プランも料金も変わるので、金額は契約前に公式ページで確認してください。
ひとつ補足すると、弊社はCodexのために別の契約をしているわけではありません。
Codexは、すでに使っているChatGPT側のプランの中で動いています。言い換えると、ChatGPTを有料プランで使っていれば、追加費用なしでCodexも使えます。
判断としては「2つ目のコーディングAIを買うか」ではなく、「すでに払っているChatGPTを、確認役としても使うか」に近いです。Claude Code側の料金の考え方はこの記事にまとめています。
見合うかどうかは、
- AIが動いているものの中で、よく内容が分かっていない作業が多い場合
- 自身やAI単体だけでの戦略があまりしっくりこない・自信がない場合
- 自身のレビュー時間がかなりかかっている場合
を判断材料にすると良いです。
弊社は上記が多いので、充分元は取れていると考えています。
どこまでを1つで回して、どこから2つ目に通すかで迷っている方は、お気軽にご相談ください。弊社が実際にどう振り分けているかをお見せしながら、一緒に考えます。雑談レベルで構いません。
FAQ
Q. どちらか1つから始めるなら、どちらですか?
A. Claude Code側からで良いと思います。仕事が前に進むのは手を動かす側なので、まず1つで回して、自分の確認が追いつかなくなってから2つ目を考える順番が無理がありません。
Q. 確認役なら、普段使っているChatGPTやGeminiのチャットでも足りませんか?
A. 判断を1つ見てもらうだけなら足ります。弊社がCodex側を使っているのは、資料やファイルをそのまま実物として読ませられるからです。チャットに貼り直す手間がない分、確認に回せる回数が増えます。

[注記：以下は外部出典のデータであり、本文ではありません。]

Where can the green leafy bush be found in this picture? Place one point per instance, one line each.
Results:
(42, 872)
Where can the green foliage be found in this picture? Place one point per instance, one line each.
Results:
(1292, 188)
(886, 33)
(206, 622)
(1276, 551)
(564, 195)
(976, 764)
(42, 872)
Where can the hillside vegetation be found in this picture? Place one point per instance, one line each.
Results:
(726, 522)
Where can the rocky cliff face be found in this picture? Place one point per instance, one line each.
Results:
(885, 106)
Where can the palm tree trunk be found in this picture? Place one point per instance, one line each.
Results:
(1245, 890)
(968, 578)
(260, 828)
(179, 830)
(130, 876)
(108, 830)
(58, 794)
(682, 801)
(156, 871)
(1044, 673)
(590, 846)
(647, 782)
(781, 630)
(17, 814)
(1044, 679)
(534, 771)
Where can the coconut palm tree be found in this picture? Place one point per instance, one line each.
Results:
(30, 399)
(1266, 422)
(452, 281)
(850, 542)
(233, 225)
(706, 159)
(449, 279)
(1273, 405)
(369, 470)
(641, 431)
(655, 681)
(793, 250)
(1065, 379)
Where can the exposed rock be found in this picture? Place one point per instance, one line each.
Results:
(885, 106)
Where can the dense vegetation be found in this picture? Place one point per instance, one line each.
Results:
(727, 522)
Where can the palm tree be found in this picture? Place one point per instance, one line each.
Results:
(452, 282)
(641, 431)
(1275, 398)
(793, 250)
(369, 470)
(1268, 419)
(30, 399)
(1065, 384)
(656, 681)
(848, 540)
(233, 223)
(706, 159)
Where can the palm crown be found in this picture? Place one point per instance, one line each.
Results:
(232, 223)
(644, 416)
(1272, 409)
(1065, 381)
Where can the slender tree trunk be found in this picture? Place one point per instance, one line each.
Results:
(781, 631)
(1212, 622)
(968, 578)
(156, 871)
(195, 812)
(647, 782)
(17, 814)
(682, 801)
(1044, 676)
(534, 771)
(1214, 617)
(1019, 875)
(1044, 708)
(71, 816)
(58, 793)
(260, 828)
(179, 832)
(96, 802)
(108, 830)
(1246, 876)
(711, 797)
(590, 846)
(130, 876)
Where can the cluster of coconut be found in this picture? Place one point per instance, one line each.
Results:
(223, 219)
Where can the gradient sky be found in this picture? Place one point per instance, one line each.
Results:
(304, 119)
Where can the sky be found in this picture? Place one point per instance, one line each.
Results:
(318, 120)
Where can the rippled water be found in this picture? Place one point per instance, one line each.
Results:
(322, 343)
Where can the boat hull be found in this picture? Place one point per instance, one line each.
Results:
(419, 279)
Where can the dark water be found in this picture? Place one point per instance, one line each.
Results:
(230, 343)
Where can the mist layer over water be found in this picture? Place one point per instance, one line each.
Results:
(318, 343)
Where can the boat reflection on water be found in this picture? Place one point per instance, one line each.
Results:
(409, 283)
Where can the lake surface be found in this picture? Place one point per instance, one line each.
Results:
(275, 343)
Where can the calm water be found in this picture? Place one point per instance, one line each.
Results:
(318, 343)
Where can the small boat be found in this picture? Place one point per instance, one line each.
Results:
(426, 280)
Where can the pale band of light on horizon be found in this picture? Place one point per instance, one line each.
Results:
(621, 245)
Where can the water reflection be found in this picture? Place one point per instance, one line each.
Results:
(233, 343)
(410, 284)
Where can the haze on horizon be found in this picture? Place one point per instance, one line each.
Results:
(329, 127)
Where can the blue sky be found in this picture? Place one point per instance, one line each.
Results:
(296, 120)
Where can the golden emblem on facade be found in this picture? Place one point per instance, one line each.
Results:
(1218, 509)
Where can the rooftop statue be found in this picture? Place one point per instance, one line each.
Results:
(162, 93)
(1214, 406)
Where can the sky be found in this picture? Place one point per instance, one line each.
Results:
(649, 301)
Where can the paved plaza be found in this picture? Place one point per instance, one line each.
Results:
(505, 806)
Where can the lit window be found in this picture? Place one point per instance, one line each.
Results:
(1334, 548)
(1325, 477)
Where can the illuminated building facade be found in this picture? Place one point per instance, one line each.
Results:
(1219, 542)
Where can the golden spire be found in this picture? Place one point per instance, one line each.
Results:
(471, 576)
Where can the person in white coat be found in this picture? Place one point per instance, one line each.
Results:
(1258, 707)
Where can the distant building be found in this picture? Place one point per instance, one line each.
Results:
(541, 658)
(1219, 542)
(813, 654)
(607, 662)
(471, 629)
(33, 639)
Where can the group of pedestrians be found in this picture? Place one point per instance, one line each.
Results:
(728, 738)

Q. 2つに同じことを聞いて、答えが食い違ったらどうしますか?
A. 食い違ったところが論点だと考えて、そこだけ自分で調べます。多数決にはしません。決めるのは人間側で、2つのAIは判断材料を増やす役割です。
Q. 通すか通さないか、最初から判断できるものですか?
A. 迷ったら通す、で構いません。慣れるまでは多めに通して、一度も止められなかった種類の仕事を次から外していくと、自分の会社の線が見えてきます。